Thursday, April 23, 2009

Georgia opposition tries to revive street campaign

Tents in the streets paralysed traffic in central Tbilisi and hundreds of cars crawled in convoy to the Georgian capital on Wednesday to breathe fresh life into an opposition campaign to oust the president.

Several thousand people, car horns blaring, answered opposition calls to travel to Tbilisi in a bid to boost numbers as the street campaign against President Mikheil Saakashvili nears its third week.

Opposition leaders are demanding the 41-year-old leader step down over his record on democracy and last year's disastrous war with Russia.

But Saakashvili has refused, and the authorities -- wary of repeating a 2007 police crackdown against the latest mass rallies against the president -- are observing patience with the protesters despite traffic chaos in the capital.

Turnout has dwindled to just a few thousand from the peak of 60,000 when the campaign began on April 9. But opposition leaders deny the campaign is running out of steam.

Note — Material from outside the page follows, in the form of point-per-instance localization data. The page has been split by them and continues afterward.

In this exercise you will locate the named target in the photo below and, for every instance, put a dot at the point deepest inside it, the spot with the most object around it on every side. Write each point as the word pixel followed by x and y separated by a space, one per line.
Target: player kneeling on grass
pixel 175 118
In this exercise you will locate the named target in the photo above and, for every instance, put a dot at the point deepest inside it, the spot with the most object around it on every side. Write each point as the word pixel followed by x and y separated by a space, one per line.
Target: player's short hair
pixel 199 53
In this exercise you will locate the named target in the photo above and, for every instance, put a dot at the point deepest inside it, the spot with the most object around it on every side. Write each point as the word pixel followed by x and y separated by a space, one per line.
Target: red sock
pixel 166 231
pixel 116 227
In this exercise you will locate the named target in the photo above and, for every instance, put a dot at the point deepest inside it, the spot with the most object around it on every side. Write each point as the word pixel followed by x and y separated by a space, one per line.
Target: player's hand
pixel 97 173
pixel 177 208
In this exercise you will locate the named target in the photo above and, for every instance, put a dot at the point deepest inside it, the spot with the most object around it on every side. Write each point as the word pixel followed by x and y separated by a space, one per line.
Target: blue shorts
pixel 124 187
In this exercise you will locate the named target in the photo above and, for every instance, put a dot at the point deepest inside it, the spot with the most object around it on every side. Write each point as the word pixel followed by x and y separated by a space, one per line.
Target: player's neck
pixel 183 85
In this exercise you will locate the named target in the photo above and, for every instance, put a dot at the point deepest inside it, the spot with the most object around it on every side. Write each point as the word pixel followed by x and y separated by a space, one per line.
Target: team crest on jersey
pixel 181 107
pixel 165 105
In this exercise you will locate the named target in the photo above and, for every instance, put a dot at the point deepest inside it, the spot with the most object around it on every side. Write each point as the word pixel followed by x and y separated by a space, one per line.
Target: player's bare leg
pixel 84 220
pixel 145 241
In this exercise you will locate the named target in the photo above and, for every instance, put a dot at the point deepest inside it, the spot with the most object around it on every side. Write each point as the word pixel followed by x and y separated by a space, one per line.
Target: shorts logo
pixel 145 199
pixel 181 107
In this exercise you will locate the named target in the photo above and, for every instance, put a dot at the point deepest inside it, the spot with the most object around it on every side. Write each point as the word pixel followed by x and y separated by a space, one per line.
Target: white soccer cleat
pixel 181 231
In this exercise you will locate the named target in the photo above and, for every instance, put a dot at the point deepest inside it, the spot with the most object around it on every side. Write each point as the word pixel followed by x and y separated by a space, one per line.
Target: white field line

Supporters have set up tents and improvised 'prison cells' down the central Rustaveli Avenue past parliament and other state buildings, forcing drivers to take to the backstreets.
The opposition promises to keep rallying and blocking streets until Saakashvili steps down, but analysts question the unity of the more than a dozen opposition leaders involved or their ability to draw enough people to force the president out.

"Much more people wanted to join us, but we decided that we would face difficulties with their accommodation in Tbilisi," Irakly Melashvili, opposition National Forum leader, said of the effort to draw supporters from outside the capital.

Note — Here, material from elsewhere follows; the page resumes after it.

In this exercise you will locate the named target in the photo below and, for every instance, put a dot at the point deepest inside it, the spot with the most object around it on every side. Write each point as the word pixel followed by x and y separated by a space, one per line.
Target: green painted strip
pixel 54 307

Critics accuse Saakashvili of monopolising power and exerting pressure on the judiciary and media since coming to power on the back of the 2003 "Rose Revolution".

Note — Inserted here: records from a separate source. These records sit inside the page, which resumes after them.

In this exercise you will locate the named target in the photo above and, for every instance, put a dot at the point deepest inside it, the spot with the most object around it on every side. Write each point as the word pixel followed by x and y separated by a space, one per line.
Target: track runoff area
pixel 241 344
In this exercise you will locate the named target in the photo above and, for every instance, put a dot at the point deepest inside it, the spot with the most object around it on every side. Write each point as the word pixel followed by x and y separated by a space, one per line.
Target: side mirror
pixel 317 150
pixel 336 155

Last year's five-day war with Russia, when Moscow crushed a Georgian assault on South Ossetia, emboldened critics who say Saakashvili -- perceived by some Georgians as brash and impulsive -- has made too many mistakes to stay in power until 2013.

But analysts say his ruling United National Movement retains wide support and his position appears strong, despite the defection of some top allies and several cabinet reshuffles.
They say the government is biding its time until more moderate opposition leaders lose patience with the street campaign and enter talks with the government.